Contributors Ordained to serve

Deacons serve with a father’s heart

Ordained to Serve
Leon Suprenant is the co-director of the Office of the Permanent Diaconate. He may be reached at leons@archkck.org.

by Leon Suprenant

St. Joseph is one of the few saints to have more than one feast day.

Joseph also happens to be my middle name. So when my wife and I were getting married, she asked me which feast day I celebrated.

Before I had the chance to answer, she mused out loud, “Definitely not St. Joseph the Worker!” She was right, though I’ve teased her ever since about this apparent commentary on my work habits!

In his apostolic letter “Patris corde” (“With a father’s heart”), Pope Francis proclaimed this the “Year of St. Joseph.” He reminds us that God called St. Joseph to serve the person and mission of Jesus directly through the exercise of his fatherhood. In faithfully fulfilling this role, St. Joseph cooperated in the great mystery of salvation and truly served as a minister of salvation.

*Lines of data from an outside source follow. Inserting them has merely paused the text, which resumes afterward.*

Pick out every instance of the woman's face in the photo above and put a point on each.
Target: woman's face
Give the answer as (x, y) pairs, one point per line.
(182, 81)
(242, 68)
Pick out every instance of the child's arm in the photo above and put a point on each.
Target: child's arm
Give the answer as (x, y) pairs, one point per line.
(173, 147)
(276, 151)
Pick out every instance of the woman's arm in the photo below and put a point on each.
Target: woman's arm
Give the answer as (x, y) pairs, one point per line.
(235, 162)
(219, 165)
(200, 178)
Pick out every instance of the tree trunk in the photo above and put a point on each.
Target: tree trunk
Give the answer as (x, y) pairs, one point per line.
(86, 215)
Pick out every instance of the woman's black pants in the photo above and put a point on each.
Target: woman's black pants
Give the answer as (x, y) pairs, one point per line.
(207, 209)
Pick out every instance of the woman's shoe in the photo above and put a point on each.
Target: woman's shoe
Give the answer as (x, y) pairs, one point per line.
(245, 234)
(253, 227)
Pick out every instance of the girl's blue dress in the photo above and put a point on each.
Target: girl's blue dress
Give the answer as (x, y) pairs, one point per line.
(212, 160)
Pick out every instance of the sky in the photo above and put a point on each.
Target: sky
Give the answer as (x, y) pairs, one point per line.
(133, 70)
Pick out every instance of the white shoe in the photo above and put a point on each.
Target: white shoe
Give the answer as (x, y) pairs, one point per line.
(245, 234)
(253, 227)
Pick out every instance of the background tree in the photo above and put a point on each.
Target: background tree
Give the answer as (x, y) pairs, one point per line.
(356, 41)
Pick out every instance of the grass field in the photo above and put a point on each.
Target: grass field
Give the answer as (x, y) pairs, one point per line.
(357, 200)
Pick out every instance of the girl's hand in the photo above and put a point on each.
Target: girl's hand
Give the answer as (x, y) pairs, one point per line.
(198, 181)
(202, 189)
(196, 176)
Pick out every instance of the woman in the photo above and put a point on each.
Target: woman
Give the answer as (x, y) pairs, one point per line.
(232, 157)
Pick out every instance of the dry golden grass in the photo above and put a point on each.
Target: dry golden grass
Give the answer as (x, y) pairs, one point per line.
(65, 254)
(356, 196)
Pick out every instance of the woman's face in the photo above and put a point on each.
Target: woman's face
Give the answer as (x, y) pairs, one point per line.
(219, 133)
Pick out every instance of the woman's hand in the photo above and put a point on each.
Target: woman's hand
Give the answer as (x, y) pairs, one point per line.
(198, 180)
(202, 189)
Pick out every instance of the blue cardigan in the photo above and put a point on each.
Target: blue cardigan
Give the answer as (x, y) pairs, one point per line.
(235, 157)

At the outset of Luke’s Gospel, we read that part of John the Baptist’s role in preparing the people for the imminent coming of the Messiah was to turn the hearts of fathers to their children. In St. Joseph, we find a father whose heart is already “in the right place.”

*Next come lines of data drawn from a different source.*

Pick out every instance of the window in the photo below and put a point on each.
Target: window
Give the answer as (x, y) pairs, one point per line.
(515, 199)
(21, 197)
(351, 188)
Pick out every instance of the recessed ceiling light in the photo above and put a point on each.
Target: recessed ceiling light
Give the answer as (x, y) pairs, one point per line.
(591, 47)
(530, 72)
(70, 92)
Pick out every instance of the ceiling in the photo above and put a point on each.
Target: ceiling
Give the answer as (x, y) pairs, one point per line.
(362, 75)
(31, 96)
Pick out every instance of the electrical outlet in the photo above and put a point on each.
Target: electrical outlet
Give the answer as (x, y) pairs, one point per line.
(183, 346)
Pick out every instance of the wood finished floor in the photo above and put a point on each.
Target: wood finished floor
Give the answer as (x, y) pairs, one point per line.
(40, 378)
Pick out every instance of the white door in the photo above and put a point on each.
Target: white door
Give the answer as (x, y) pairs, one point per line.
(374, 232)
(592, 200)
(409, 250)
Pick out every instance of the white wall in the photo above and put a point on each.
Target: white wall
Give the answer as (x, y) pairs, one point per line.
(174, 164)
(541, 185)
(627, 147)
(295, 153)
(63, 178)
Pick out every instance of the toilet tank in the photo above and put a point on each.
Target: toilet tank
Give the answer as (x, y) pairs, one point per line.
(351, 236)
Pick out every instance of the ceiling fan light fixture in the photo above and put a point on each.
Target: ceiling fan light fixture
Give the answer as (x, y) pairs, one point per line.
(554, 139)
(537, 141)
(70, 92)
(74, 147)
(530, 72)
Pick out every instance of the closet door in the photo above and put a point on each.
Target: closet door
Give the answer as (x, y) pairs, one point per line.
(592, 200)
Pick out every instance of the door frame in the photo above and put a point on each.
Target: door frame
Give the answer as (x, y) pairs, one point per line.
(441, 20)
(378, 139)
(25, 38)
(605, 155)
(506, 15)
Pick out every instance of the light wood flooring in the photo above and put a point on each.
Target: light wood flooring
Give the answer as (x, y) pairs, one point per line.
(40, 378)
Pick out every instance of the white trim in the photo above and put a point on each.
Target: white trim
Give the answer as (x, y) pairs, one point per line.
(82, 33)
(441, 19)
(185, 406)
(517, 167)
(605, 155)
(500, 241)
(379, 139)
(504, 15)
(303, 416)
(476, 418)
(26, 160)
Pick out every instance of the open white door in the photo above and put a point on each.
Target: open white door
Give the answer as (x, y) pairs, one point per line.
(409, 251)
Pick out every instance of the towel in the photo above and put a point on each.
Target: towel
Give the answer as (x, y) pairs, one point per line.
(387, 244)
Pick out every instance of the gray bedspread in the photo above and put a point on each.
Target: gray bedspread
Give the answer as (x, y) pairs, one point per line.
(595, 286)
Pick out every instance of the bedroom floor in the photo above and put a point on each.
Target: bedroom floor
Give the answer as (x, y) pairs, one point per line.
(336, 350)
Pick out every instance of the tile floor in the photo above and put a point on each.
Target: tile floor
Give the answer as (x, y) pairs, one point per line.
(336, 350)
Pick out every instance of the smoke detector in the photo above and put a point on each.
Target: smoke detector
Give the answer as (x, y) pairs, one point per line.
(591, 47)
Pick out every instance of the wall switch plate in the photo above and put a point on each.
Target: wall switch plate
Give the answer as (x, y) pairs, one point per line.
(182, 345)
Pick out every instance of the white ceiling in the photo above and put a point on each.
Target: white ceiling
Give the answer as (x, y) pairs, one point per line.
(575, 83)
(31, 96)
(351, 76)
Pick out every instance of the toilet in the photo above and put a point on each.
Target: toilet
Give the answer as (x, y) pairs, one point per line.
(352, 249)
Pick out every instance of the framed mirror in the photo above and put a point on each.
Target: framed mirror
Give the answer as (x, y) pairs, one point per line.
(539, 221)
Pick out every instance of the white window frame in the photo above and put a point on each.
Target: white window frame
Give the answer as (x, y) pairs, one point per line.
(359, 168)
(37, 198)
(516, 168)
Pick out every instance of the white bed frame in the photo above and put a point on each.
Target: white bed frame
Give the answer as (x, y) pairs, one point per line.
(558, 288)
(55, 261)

God was able to accomplish great things through this eminently faithful man of service. Priests, deacons and laymen do well to pattern their lives after the beloved “Guardian of the Redeemer.”

While St. Joseph has no recorded words in Scripture, this “just man” has much to say in response to today’s crisis of fatherhood — both the spiritual fatherhood of priests and the fatherhood exercised in the home.

St. Joseph was entrusted with the care of the Holy Family, the sanctuary of love where Jesus spent his hidden years. This family was, in embryonic form, the body of Christ, containing both Christ and the mother of those who would come to believe in him and keep his commandments (see Rv 12:17).

For this reason, St. Joseph, husband of Mary and foster father of Jesus, is called the “Patron of the Universal Church.”

Some men think St. Joseph got it all wrong. This is the age of Viagra, no-fault divorce and the “sexual revolution.” The goal is seemingly sex without responsibility, whereas St. Joseph accepts the serious responsibility of marriage and family while foregoing the pleasure of marital intimacy.

Yet, St. Joseph got it exactly right. He tells modern man that it is possible and necessary — in fact, noble and manly — to live in accordance with the church’s teachings on sexual morality.

St. Joseph reminds us that we are all called into the hidden life of Nazareth, where we too cooperate in the great mystery of salvation through silence, family life and honest work (see the Catechism of the Catholic Church, 533).

After all, it’s not about the size of our pocketbook, but about the size of our fatherly heart.

During this year devoted to St. Joseph, may all of us fathers draw renewed strength from this holy hero. St. Joseph, patron of the universal church, pray that our hearts may turn to all those entrusted to our fatherly care.